The state of emergency gave security forces more powers in the fight against terrorism and strictly limited public rallies to prevent mass demonstrations and terrorist attacks.
Under the state of emergency, the army was deployed to guard sensitive sites and was authorized to shoot to kill if under threat.
Essid said the decision to lift the state of emergency was based on “a security report” stating that the “security situation in the country has improved significantly.”
Some analysts believe that the lifting of the state of emergency is also part of the government’s efforts to assure tourists that the country is still safe to visit after the Sousse attack claimed by the Islamic State group left 38 tourists, mainly British, dead.
Tunisia claims that the war in Libya has made its neighbor a fertile ground for extremist groups and that Tunisia is being targeted because it has a functioning secular democracy. Authorities had said that lone gunman at the Sousse beach attack was trained in Libya.

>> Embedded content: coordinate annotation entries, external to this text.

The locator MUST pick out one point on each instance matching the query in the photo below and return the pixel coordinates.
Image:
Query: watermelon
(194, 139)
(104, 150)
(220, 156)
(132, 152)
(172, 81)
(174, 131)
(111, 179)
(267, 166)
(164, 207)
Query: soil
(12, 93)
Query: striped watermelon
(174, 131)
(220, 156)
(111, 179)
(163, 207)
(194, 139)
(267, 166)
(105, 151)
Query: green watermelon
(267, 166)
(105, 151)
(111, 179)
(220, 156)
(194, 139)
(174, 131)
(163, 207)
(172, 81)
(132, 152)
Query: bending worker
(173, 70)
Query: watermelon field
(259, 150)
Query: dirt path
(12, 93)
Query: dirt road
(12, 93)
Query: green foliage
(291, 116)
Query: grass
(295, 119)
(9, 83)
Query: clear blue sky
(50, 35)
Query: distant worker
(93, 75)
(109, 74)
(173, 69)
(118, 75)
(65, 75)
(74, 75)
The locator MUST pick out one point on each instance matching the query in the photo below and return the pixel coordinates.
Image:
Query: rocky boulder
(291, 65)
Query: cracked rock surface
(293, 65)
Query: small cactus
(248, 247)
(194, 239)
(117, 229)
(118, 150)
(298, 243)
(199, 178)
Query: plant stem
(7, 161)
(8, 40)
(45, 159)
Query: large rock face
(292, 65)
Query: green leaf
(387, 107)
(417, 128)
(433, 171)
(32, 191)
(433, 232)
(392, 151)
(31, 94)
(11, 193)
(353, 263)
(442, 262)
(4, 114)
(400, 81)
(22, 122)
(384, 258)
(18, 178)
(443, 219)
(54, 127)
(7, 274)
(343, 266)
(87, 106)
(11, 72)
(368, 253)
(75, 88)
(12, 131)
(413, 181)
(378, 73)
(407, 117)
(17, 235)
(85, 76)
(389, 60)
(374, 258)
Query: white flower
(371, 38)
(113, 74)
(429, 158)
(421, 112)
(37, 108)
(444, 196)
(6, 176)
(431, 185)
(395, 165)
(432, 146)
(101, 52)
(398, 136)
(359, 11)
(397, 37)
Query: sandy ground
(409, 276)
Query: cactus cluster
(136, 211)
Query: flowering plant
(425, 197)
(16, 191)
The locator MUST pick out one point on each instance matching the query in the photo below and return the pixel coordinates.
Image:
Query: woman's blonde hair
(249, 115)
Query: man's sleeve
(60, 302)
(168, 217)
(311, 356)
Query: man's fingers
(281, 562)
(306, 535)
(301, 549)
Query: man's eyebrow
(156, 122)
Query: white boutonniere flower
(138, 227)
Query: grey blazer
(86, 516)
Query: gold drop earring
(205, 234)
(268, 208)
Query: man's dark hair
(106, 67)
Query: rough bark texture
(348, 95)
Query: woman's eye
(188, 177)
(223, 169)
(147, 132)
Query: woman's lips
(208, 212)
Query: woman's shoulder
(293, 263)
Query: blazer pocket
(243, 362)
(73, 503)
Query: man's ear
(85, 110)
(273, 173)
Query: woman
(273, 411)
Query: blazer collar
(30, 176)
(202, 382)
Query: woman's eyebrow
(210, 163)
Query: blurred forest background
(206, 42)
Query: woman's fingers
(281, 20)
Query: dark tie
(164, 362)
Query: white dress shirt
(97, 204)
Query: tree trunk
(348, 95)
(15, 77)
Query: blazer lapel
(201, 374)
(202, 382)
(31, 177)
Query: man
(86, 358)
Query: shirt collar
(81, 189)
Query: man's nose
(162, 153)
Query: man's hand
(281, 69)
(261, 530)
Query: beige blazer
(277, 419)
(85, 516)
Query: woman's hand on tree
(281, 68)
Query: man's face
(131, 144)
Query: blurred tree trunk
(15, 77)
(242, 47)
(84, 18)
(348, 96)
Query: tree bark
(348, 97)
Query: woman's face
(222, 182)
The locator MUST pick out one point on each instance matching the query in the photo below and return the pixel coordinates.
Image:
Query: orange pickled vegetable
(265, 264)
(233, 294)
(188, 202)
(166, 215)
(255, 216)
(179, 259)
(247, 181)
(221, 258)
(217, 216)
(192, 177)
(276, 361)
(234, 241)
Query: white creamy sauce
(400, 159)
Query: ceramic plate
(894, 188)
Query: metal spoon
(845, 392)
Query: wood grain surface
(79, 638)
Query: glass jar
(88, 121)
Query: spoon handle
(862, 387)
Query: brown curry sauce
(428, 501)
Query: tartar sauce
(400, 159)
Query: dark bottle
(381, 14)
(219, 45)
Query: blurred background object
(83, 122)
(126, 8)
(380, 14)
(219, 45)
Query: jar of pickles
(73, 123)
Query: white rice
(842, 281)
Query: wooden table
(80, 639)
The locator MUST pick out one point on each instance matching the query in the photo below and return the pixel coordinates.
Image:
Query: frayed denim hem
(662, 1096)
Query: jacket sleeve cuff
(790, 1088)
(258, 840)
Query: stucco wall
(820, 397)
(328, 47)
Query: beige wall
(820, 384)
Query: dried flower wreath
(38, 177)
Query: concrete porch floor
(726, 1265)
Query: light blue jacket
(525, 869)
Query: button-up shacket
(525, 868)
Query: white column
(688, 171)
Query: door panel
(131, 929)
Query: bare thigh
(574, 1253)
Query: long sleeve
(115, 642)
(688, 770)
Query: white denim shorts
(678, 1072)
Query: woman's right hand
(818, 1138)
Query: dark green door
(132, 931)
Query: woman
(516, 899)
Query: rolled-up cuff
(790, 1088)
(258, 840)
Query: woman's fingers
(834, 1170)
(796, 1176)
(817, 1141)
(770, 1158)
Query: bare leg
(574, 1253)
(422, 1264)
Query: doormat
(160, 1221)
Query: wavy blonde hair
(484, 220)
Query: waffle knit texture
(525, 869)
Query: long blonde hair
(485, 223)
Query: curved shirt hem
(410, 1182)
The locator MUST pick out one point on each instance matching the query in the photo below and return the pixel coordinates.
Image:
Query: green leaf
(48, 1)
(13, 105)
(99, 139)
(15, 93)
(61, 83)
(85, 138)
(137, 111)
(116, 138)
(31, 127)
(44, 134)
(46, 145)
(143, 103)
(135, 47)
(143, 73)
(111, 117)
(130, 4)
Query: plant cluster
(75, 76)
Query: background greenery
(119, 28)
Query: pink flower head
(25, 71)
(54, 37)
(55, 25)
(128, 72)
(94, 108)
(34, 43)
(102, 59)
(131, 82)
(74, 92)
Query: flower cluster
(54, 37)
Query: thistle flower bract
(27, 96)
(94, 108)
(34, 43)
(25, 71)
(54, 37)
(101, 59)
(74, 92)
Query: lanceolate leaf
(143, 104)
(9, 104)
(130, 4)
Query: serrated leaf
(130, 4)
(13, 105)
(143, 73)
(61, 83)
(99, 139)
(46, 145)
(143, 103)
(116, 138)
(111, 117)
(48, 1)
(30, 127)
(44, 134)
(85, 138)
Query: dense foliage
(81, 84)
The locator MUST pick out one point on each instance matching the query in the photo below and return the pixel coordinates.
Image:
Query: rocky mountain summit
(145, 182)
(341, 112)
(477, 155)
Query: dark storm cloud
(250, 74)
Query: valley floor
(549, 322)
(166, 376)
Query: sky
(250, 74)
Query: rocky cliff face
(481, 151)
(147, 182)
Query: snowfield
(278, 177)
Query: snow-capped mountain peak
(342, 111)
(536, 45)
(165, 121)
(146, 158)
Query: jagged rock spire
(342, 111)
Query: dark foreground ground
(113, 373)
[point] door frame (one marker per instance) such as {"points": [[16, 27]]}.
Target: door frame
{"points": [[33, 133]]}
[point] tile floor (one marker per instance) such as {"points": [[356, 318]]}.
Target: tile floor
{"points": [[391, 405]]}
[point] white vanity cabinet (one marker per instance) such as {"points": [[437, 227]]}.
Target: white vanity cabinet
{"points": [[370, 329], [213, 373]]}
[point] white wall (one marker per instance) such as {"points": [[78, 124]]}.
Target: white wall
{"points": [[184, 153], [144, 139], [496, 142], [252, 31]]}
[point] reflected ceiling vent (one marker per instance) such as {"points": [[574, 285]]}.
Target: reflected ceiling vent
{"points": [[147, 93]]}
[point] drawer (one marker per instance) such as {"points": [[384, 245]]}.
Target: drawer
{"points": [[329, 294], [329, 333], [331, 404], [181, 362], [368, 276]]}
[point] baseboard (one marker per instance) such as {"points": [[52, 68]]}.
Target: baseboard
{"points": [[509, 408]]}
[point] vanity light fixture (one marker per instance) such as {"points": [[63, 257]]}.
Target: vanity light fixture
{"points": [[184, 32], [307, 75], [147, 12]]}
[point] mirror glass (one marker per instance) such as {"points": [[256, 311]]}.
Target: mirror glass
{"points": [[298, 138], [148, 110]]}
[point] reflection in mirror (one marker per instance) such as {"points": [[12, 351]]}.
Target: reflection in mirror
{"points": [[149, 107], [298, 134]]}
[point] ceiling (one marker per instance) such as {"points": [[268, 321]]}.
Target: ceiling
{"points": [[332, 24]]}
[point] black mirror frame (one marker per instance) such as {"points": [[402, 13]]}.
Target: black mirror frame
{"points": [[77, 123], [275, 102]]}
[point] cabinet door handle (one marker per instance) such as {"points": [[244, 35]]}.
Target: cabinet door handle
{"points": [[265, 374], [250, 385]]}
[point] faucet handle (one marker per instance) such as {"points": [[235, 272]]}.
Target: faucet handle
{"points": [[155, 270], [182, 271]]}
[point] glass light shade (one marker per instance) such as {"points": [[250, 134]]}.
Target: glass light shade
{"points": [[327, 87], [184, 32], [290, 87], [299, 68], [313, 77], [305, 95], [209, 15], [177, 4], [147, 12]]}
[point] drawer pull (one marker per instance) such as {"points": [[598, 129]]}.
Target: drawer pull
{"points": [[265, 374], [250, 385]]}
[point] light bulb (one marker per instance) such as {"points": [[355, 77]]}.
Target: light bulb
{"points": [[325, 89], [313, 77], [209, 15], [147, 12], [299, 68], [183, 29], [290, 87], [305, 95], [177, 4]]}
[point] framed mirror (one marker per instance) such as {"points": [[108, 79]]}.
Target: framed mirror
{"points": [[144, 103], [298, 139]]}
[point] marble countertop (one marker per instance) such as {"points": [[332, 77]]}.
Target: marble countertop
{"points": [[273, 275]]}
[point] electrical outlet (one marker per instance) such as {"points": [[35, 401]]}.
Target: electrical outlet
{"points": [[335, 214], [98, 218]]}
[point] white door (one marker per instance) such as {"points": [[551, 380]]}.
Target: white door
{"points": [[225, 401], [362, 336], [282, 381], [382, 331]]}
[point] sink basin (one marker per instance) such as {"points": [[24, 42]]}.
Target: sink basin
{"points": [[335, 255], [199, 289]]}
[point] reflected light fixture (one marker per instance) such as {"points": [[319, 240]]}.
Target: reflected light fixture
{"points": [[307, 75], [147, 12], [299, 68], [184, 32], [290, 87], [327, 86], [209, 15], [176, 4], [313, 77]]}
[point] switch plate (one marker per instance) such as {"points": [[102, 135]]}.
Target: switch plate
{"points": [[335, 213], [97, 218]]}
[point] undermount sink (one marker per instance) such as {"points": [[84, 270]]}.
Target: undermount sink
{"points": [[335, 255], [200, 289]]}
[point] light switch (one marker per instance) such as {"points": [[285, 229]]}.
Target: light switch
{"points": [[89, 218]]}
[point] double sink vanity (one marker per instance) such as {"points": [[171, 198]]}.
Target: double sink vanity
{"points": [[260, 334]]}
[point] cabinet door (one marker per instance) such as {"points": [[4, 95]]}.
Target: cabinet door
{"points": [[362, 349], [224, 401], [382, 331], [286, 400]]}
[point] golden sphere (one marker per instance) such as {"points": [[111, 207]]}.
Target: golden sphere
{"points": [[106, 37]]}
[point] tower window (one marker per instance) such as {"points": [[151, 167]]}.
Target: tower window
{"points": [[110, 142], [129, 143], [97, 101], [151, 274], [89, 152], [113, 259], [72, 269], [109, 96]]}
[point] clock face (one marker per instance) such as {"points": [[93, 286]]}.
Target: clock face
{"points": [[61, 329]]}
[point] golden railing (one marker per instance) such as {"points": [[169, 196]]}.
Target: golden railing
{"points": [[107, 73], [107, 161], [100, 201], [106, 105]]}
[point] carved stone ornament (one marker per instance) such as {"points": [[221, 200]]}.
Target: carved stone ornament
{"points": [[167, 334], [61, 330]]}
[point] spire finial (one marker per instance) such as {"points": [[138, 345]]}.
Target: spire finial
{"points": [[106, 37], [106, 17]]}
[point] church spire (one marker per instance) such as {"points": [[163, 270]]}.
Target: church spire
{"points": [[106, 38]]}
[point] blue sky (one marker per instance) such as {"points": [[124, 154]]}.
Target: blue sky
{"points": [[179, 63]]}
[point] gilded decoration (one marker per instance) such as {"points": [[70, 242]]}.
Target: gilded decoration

Tunisia was heavily criticized for its slow response after the attack but President Beji Caid Essebsi admittedly stated it was “because we did not have the culture of terrorism in Tunisia.”
An anti-terror law voted in July is expected to curb terrorism in the country as it imposes tough measures against suspected terrorist activities but the law has also raised concerns it may restrict the population’s freedom and rights.